El hallazgo de las primeras minas de oro en California potenciaría hasta extremos épicos la ya iniciada marcha hacia el Oeste fruto en gran parte de la iniciativa particular, protagonizada por audaces grupos de pioneros y aventureros; pero casi al mismo tiempo la administración se extendía a los nuevos Estados, y las líneas de ferrocarril, tendidas con frenética celeridad, unían los territorios más distantes. Es lógico que un crecimiento tan rápido provocase distorsiones y tensiones.

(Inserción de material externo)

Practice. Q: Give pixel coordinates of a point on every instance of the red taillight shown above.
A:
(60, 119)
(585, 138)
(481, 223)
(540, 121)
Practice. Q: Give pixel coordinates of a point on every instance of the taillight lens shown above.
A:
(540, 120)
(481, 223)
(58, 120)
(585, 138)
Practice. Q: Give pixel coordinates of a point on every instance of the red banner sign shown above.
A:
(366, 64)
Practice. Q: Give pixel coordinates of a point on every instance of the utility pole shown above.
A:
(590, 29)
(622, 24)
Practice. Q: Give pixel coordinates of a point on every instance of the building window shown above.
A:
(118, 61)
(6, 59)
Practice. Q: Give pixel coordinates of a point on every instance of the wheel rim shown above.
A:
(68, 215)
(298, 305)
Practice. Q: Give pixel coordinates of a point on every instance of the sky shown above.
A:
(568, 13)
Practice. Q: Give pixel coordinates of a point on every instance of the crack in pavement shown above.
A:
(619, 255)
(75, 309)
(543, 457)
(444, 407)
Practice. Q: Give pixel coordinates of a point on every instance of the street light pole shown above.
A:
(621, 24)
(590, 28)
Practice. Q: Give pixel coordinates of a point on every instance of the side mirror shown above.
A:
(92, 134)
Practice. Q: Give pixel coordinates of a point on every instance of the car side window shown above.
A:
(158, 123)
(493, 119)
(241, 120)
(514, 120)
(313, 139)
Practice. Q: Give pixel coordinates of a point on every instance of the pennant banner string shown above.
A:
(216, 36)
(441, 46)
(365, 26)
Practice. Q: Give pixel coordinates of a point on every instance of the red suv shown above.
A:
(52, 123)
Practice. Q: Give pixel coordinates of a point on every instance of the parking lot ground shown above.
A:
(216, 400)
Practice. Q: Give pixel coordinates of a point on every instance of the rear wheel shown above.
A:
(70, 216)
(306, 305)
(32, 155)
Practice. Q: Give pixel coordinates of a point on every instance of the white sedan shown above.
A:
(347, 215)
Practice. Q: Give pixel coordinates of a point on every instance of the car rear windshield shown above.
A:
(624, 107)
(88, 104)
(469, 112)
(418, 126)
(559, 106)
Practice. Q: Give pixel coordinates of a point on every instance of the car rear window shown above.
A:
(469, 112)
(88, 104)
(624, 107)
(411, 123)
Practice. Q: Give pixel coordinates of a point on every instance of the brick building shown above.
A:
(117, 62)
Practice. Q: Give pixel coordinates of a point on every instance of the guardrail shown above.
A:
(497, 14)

Nunca había quedado del todo claro el régimen de la federación de Estados americanos. La Constitución de 1789 era muy breve de texto y flexible de contenido, susceptible de numerosas enmiendas, que a lo largo de los años la han ido concretando. Muchas de estas enmiendas fueron regulando las relaciones mutuas entre los distintos Estados. Unos presidentes habían tendido a reforzar el poder federal (en Estados Unidos se conoce así el poder central, el que depende directamente del presidente, el gobierno y las Cámaras de Washington), mientras otros habían permitido un mayor grado de autonomía a los distintos Estados.

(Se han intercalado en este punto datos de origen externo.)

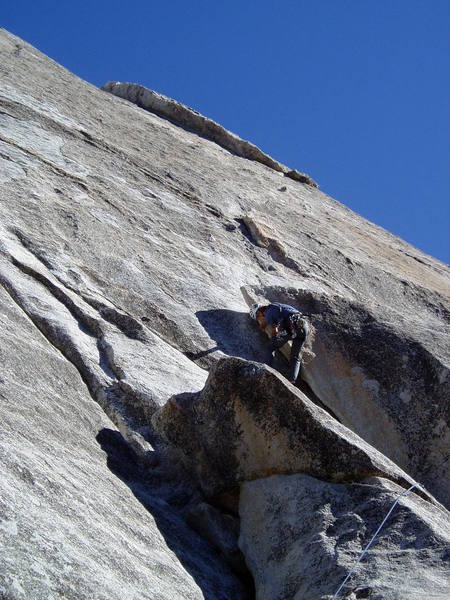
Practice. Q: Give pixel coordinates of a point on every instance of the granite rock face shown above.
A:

Las diferencias quedaban cada vez más manifiestas conforme avanzaba el proceso de industrialización del Norte eran industriales, comerciales, emprendedores, con excelente vista para los negocios, y proteccionistas en lo que se refiere al comercio exterior, con el fin de proteger la producción propia. Los del Sur eran preponderantemente agrícolas, patriarcales, más tradicionales y librecambistas por principios, a los que convenía la mano abierta para exportar sus productos derivados de la agricultura y la ganadería. Gran parte de su riqueza se debía al laboreo de las tierras por una mano de obra abundante y barata, los esclavos negros, que ya no vivían la situación indigna de otros tiempos, pero que seguían dependiendo sin remedio de la voluntad de sus amos, fueran estos patriarcales y benignos o no. Aunque hoy pueda parecernos extraño, los sureños votaban entonces al tradicional partido demócrata, mientras los del Norte lo hacían preferentemente al reciente partido republicano, más progresista e innovador. También, aunque pueda parecer paradójico, los demócratas tendían más bien al liberalismo y los republicanos a la democracia.

La guerra de Secesión

Con todo ello, se comprende que la guerra civil que estalló entre 1861 y 1865 no fuera provocada exclusivamente por el problema de la esclavitud. Responde a la difícil coexistencia de dos estructuras socioeconómicas muy distintas, a dos mentalidades o maneras de entender la vida, y también a las diferencias de criterio entre «federales» (unitarios) y «confederados» (autonomistas).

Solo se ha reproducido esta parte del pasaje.